Gazete Emek- 41 işçinin hayatını kaybettiği Amasra’daki patlamanın üzerinden günler geçti. Henüz sorumlu düzeydeki kimsenin şüpheli olarak ifadesi dahi alınmadı, müdürler de dahil herkes görevine devam ediyor. Konuştuğumuz herkes ihmalleri anlatıp onlarca soru sorarken, bu soruların muhataplarından biri de Türkiye Taşkömürü Kurumu (TTK) müesseselerinde örgütlü Genel Maden İşçileri Sendikası (GMİS). TTK’de işçi sayısı azaltılırken sendikacılar ne yaptı? İşçiler madendeki sorunlarını ailelerine bile anlatmışken sendikacıların nasıl haberi olmadı? Sayıştay raporlarında da yer alan ihmallere ilişkin bir adım atıldı mı?
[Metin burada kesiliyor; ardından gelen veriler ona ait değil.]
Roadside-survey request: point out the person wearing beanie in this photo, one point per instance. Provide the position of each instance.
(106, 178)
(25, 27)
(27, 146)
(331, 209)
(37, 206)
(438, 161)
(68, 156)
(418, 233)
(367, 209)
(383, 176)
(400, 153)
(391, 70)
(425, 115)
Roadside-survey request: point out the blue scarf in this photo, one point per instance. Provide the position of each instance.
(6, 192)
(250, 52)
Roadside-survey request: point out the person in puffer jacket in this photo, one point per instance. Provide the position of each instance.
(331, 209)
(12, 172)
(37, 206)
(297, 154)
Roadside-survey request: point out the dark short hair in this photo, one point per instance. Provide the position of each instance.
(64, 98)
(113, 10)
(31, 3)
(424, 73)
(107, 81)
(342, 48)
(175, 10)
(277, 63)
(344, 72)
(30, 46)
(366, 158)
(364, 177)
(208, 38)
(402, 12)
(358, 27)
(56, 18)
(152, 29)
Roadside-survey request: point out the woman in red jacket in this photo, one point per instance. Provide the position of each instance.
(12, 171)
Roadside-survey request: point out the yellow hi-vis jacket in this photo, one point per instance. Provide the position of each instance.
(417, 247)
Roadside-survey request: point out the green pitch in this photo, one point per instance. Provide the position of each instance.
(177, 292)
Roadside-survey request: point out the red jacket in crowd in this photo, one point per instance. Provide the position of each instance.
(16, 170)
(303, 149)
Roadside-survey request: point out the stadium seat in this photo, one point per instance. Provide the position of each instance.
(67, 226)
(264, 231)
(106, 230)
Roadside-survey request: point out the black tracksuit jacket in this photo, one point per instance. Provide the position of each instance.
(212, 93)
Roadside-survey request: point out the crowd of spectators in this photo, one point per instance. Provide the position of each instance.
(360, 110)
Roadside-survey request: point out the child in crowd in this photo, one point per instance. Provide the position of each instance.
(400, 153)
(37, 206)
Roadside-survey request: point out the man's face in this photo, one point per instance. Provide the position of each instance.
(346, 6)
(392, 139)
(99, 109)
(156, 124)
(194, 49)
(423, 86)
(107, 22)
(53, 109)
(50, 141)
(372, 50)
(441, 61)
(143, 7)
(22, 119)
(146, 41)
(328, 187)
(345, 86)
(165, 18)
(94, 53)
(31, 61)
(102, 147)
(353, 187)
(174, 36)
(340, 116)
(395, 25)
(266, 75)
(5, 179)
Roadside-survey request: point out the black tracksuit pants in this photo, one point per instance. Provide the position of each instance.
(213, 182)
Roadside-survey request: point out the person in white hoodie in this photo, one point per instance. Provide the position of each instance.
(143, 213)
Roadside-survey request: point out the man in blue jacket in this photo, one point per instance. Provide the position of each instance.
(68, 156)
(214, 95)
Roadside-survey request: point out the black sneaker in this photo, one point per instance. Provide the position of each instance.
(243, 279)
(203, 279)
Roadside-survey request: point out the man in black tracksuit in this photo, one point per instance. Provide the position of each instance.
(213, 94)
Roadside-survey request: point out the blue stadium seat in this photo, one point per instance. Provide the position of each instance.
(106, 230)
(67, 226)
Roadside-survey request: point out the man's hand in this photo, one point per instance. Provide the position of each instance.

TTK’de işçi sayısı erirken sendikacıların basın açıklaması yapmakla sınırlı kaldığını ifade eden maden işçileri, “Olaydan itibaren doğru dürüst bir açıklama yapmadılar. Suskunluğunuzu kendinizi aklamak için bozuyorsunuz” derken, GMİS Genel Başkanı Hakan Yeşil ise işçi sağlığı ve iş güvenliğine ilişkin önlemlerde bir ihmalin olmadığını öne sürüyor. Peki bu ölümlerin sebebi ne? “Bununla ilgili yönetmelik var. Bu yönetmeliğin dışında kesinlikle kimse hareket edemez. Zaten hareket ederse de bu tür büyük kazalar oluşur” diyor.

"YILLARDIR BU NOKTAYA NASIL GELDİK?"

Yaptığımız görüşmeler boyunca konuştuğumuz TTK işçilerinden bazıları sendikacıların üstlerine düşeni yaptığını öne sürerken bir kısmı ise önemli eleştirilerde bulunuyor. Olay olduğundan itibaren sendikacıların sessiz olduğunu ifade eden işçiler, “Sessizliğini sadece kurumu ve kendilerini aklamak için bozuyor. Bir de işte patlamada oradaydık, çalışmalara katıldık demek için. Dönüp ‘Bu noktaya nasıl gelindi’ diye sormuyorlar. TTK’de yıllardır eriyen bir kadro var. Az işçiye çok iş verildi. Maden işi dikkat isteyen, enerji isteyen bir iş. Bu kadar az işçiyle bu kadar çok iş yükü karşısında sağa sola demeç vermekten başka ne yaptılar? Havalandırma işi çözülmeden işçiyi çalıştırmaya devam ettiler. Bunun duyurusunu yapan sendikacılar işçiye sadece haber verdiler” diyor.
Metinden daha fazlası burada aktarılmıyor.